O que ninguém ignora é a tática dos EUA, de dar exceções a
parceiros desde que recebam o céu e as estrelas como contrapartida.
A secretária de Comércio Exterior manifestou em Washington a
preocupação brasileira com a possibilidade de acordos bilaterais dos EUA
colocarem terceiros países em posição de desvantagem. Não está claro ainda como
o Reino Unido obterá quota para sua exportação de aço, por exemplo. A
negociação brasileira tem por objetivo assim também garantir que o país tenha
evidentemente melhor tratamento, com uma agenda geral economico-comercial que
aproxime mais os dois lados.
De seu lado, o enviado especial do governo Trump para a
América Latina, Mauricio Claver-Carone, sinaliza que Washington quer o Brasil
escolhendo lado. Com o Valor publica hoje, Carone considera que a relação
brasileira com a China deve ser um jogo com soma zero, e por isso o Brasil
deveria priorizar os laços comerciais e de investimentos que mantém com os
Estados Unidos.
Mas ontem, em entrevista ao UOL, o ministro Fernando Haddad
voltou a frisar que o Brasil não vai escolher entre China e EUA, porque ambos
os países são importantes para a economia brasileira.
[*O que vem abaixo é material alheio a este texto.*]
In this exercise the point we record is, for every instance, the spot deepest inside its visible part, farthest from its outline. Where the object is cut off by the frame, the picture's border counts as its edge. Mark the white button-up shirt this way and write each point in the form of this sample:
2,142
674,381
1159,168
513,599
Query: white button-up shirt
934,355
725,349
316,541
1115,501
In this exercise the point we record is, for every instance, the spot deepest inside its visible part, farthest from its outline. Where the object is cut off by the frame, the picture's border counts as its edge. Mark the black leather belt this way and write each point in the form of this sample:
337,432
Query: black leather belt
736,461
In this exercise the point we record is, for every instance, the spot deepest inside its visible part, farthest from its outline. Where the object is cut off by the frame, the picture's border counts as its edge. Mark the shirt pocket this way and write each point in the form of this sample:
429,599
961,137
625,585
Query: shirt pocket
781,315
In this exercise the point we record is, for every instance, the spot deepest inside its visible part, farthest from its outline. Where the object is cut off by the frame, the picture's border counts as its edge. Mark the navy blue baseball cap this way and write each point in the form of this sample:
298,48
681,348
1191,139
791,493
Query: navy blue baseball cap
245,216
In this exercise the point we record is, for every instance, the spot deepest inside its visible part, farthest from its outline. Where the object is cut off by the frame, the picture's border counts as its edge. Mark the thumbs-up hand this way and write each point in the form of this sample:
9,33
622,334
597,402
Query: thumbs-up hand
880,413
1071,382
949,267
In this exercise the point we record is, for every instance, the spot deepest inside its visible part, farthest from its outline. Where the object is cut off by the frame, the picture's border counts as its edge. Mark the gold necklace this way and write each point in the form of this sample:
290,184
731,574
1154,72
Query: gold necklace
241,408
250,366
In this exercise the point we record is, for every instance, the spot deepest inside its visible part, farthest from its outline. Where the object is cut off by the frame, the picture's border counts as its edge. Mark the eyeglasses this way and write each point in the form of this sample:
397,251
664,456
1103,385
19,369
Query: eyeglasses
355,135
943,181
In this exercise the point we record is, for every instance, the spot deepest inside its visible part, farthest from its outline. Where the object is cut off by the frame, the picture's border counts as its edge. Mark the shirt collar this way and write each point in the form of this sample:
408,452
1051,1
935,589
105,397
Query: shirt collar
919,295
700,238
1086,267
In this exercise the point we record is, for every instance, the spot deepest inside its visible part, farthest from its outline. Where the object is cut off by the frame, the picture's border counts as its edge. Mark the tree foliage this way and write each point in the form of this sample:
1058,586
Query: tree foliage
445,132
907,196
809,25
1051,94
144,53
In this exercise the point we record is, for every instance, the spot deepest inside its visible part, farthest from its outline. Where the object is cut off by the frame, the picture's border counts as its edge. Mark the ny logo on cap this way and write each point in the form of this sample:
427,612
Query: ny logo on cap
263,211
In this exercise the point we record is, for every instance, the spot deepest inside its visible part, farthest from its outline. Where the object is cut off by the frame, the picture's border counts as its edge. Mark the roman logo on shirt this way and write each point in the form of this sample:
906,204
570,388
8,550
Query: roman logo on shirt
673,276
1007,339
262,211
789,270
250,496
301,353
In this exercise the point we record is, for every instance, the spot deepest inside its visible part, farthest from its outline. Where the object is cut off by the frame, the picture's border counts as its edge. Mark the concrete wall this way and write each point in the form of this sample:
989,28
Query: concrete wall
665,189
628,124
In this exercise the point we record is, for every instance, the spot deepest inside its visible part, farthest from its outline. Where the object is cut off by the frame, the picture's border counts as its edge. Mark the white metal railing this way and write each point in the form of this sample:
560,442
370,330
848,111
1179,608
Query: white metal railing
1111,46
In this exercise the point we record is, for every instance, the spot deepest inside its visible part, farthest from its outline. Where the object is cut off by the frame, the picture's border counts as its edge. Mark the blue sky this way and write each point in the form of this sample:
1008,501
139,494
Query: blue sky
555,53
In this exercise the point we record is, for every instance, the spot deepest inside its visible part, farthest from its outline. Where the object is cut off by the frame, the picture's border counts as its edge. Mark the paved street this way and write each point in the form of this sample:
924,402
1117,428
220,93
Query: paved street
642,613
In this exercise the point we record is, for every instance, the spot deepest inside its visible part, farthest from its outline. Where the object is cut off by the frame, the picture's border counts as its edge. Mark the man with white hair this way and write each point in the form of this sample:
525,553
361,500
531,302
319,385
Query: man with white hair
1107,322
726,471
Hoje, em Pequim, ao falar no IV Fórum CELAC-China, o
presidente Lula reiterou que ‘nossa vocação é ser um dos eixos de uma ordem
multipolar, na qual o Sul Global esteja devidamente representado’.
Mais adiante, acrescentou: ‘O futuro da América Latina
depende do nosso comportamento, da análise justa do que aconteceu no século XX,
onde nós avançamos, e onde nós retrocedemos, para que a gente compreenda de uma
vez por todas: Não há saída para nenhum país individualmente’.
‘Nós temos 500 anos de histórias que provam isso. Ou nós nos
juntamos entre nós, e procuramos parceiros que queiram, junto conosco,
construir um mundo compartilhado, ou a América Latina tende a continuar sendo
uma região que representa a pobreza no mundo de hoje’, acrescentou.
‘É importante que a gente compreenda. Não depende de ninguém.
Não depende do presidente Xi Jinping. Não depende dos Estados Unidos. Não
depende da União Europeia. Depende, pura e simplesmente, se a gente quer ser
grande ou a gente quer continuar pequeno’, completou Lula.